MELD started as a non custodial crypto wallet and gradually evolved into a broader financial product. In crypto, trust is fragile. Users must understand security responsibilities, but too much friction at the beginning can stop adoption.
The central challenge was how to protect users without blocking them, while supporting growth across web and native mobile.
The web product was built as a desktop experience. It was not responsive. The architecture relied on a three column layout: assets on the left, main content in the center, and actions and transactions on the right.
This structure allowed users to see context and act efficiently. It worked well on large screens where simultaneous visibility was possible.
As the product expanded, complexity increased. More assets, more actions, more responsibility. The system needed to scale without overwhelming users.
At the same time, mobile was developed as a native application. It was not a responsive adaptation of the web. This was intentional. The goal was to create a dedicated native experience and encourage mobile adoption rather than simply shrinking the desktop interface.
Because of this, the three column logic could not be replicated.
On mobile, the architecture had to change from spatial simultaneity to sequential interaction.
The central logic of the web, which lived across two columns, was merged into a card based structure. Each asset became a focused view instead of part of a multi panel system.
To navigate between assets, I introduced a press and hold interaction pattern. When users pressed and held on the current asset card, a horizontal strip of asset icons appeared. This allowed fast switching without exposing a permanent side panel.
This interaction replaced the left column of the web while preserving the same asset first mental model. Mobile was not a smaller version of web. It was a structural compression designed specifically for a native environment.
The largest drop off occurred during seed phrase verification.
The original onboarding required email or Google login, password, PIN, a mandatory 24 word seed phrase, and seed phrase verification.
Data showed users were not completing the verification step.
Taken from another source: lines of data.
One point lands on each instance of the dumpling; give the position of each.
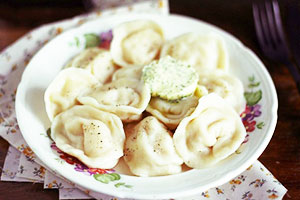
(128, 72)
(136, 43)
(201, 51)
(97, 61)
(226, 85)
(149, 149)
(211, 133)
(127, 98)
(94, 137)
(171, 113)
(62, 92)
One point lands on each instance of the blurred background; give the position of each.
(282, 156)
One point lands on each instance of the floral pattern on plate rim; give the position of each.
(103, 40)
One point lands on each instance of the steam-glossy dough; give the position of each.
(171, 113)
(94, 137)
(62, 92)
(226, 85)
(136, 43)
(97, 61)
(127, 98)
(128, 72)
(202, 51)
(210, 134)
(149, 149)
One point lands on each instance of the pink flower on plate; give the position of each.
(249, 126)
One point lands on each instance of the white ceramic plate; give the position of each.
(260, 119)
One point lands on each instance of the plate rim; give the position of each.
(183, 193)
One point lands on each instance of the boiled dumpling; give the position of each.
(210, 134)
(62, 92)
(226, 85)
(149, 149)
(127, 98)
(97, 61)
(128, 72)
(136, 43)
(94, 137)
(202, 51)
(171, 113)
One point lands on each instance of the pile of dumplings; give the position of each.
(101, 111)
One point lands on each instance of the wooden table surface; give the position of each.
(281, 157)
The flow stacked too many security demands at once.
Instead of weakening security, I reorganized it. Security should not block entry. It should build progressively.
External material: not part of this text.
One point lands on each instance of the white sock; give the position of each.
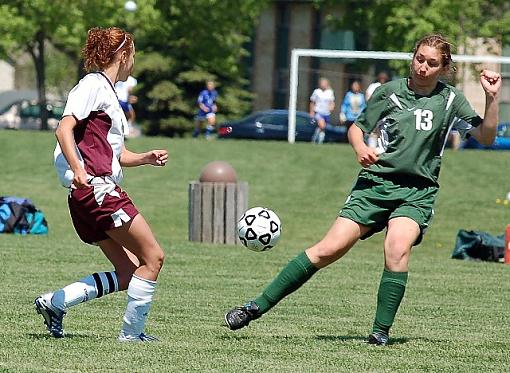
(140, 292)
(93, 286)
The changes were structural.
The redundant PIN was removed. This reduced friction and lowered the risk of forgotten credentials. It also prevented potential backend redundancy with duplicated profiles tied to the same wallet.
The onboarding flow was reduced from four steps to three. Seed phrase verification became skippable.
A persistent security banner was introduced inside the wallet and remained visible until the seed phrase was verified and the account fully secured. This allowed users to explore the product while maintaining clear and continuous pressure toward completing security.
As a result, churn decreased and Daily Active Users increased by 70%.
Across web and mobile, the product shifted from rigid protection to structured trust. Security was not removed. It was redistributed in a way that improved activation without compromising system integrity.